The Specialized Model Ecosystem
One of Qwen2.5's most valuable contributions is what it spawned: a family of specialized models trained from the same base.
- Qwen2.5-Math: math-specialized variant, among the strongest open models on MATH and AIME benchmarks
- Qwen2.5-Coder: code-specialized variant (72B and smaller), competitive with DeepSeek-Coder
- QwQ-32B: a reasoning-focused model derived from Qwen2.5 that shows strong chain-of-thought capabilities
- Qwen2.5-VL: multimodal variant with strong visual understanding
This ecosystem approach — strong base model plus specialized derivatives — has been one of the most productive strategies in the open-weight model space. The base model's data quality pays dividends across all these specializations.
Why This Matters
1. Data scale is underrated as a lever. The field has focused heavily on architectural improvements (MoE, attention variants, SSMs) and training algorithms (RLHF, DPO, GRPO). Qwen2.5 is a reminder that raw data quantity and quality remain extremely powerful levers that are not yet saturated.
2. The Chinese open-weight ecosystem is very serious. Between Qwen, DeepSeek, and Baichuan, Chinese AI labs are not just building models for local market applications — they are building general-purpose open-weight models that compete directly with Meta's Llama series and, in some benchmarks, with OpenAI's models. This is not a temporary phenomenon.
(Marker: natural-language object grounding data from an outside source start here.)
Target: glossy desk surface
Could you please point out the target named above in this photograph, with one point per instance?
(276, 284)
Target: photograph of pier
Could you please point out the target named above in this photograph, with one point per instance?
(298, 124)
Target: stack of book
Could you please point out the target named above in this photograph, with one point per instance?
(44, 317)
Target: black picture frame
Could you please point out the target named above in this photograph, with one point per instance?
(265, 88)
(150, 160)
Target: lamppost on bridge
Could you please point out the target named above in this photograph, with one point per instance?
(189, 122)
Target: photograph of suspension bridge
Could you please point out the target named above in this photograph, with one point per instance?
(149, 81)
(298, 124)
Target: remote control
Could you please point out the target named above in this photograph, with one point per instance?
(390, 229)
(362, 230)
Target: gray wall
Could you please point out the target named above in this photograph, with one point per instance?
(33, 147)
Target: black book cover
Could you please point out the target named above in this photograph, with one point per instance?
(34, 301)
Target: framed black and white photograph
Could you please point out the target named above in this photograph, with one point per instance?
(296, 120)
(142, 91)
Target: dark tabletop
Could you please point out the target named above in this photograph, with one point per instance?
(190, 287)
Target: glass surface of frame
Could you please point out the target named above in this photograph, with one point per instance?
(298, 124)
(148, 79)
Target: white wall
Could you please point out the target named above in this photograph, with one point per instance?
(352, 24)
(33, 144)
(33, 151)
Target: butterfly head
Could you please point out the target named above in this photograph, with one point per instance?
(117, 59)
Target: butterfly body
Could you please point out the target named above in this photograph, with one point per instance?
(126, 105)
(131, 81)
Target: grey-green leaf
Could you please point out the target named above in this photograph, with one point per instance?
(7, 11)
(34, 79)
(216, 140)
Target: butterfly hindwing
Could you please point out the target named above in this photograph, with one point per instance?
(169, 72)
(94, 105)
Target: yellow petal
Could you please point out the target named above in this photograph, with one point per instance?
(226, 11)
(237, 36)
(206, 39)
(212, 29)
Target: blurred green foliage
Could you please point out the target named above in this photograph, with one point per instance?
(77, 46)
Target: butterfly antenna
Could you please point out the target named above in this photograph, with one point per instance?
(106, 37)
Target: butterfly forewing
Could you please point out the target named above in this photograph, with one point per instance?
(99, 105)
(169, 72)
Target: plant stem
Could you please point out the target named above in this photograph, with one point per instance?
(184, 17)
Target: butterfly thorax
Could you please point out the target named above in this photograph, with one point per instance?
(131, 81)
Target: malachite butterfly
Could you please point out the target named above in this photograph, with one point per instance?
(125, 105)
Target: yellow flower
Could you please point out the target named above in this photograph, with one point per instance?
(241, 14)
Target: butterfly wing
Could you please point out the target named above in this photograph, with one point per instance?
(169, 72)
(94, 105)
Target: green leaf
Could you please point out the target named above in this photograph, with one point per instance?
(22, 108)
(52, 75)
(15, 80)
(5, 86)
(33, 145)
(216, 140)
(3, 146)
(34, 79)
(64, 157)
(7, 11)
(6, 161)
3. Open weights at 72B scale are now genuinely competitive. A year ago, the pragmatic advice for enterprise AI teams was: use GPT-4 for quality-critical applications, use smaller open models for cost-sensitive ones. Qwen2.5-72B and DeepSeek-V2.5 break this dichotomy. You can now deploy a self-hosted 72B model and match or exceed GPT-4 performance on many specific tasks. The on-premise AI era is arriving ahead of schedule.
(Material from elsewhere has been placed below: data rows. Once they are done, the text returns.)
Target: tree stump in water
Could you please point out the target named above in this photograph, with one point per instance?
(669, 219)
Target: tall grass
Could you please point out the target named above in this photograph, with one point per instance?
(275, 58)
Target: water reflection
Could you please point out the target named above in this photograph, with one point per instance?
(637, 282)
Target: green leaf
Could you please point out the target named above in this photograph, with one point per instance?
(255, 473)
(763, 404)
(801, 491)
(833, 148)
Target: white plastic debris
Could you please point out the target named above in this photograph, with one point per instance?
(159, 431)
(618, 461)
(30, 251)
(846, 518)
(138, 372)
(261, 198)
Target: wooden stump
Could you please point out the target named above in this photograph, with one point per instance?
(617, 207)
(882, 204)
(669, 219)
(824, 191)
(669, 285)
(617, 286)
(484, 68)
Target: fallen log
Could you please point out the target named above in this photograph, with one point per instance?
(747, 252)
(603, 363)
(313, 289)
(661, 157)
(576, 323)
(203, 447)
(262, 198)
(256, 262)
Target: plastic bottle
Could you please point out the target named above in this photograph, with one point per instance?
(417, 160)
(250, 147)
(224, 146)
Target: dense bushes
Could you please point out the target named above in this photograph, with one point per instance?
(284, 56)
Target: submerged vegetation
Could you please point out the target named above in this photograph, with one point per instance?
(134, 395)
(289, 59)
4. Post-training is now as important as pre-training. Qwen2.5's elaborate multi-stage post-training pipeline is a major contributor to its performance advantage. Labs that only invest in base model training without investing equivalently in post-training infrastructure are leaving quality on the table.
My Take
I find Qwen2.5 one of the most pragmatically significant model releases in recent memory — more so than many technically flashier papers — precisely because it demonstrates that careful execution of known techniques at scale produces genuinely exceptional results.
The 18T token data story is the one I keep coming back to. There is a persistent belief in the field that we are running out of high-quality training data and that we're hitting diminishing returns on data scaling. Qwen2.5's results suggest we are nowhere near that wall for carefully curated, domain-diverse data. Throwing 18T tokens at a 72B model, even including repeated passes over filtered data, still produces meaningful improvement. That should recalibrate how much the industry invests in data infrastructure versus architecture research.
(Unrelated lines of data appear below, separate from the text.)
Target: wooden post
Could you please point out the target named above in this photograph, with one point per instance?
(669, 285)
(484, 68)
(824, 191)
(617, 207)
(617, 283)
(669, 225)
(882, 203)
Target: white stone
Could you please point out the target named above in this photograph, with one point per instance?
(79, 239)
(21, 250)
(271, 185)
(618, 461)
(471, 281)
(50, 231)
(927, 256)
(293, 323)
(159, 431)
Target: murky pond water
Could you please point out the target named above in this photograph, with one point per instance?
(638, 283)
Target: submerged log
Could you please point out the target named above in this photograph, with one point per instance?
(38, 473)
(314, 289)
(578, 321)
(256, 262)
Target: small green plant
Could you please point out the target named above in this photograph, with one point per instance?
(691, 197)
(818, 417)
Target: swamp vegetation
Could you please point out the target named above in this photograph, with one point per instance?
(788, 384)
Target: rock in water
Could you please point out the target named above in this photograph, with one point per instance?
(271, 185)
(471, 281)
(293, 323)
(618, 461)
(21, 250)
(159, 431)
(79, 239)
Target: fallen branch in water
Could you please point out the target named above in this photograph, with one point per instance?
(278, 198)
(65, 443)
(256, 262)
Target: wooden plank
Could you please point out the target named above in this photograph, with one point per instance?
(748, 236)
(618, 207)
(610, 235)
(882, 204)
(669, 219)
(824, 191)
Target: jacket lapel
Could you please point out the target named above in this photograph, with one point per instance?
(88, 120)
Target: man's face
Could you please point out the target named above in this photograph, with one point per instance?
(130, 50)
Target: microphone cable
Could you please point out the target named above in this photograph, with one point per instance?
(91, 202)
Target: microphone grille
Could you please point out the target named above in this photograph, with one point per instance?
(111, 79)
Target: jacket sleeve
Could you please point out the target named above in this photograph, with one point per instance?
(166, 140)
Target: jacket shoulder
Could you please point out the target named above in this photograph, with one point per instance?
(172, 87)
The ecosystem approach — base model plus specialized derivatives — is also a model I strongly endorse. Building one exceptional base model and then producing specialized variants is more capital-efficient than training separate models from scratch for each use case. The QwQ-32B reasoning model, Qwen2.5-Math, and Qwen2.5-Coder are all stronger for having been built on a well-trained foundation.
My frustration with the report: it is sometimes more a product announcement than a research paper. Specific details about data sources, quality filtering pipelines, and training stability interventions are described at a high level but not in enough detail to replicate. This is understandable from a business perspective but limits the paper's scientific contribution.
Still: if you're choosing a base for fine-tuning enterprise applications in 2026, Qwen2.5-72B-Instruct belongs at the top of your evaluation list alongside Llama-3.1-70B and Mistral-Large. The data scaling story has produced a genuinely excellent model.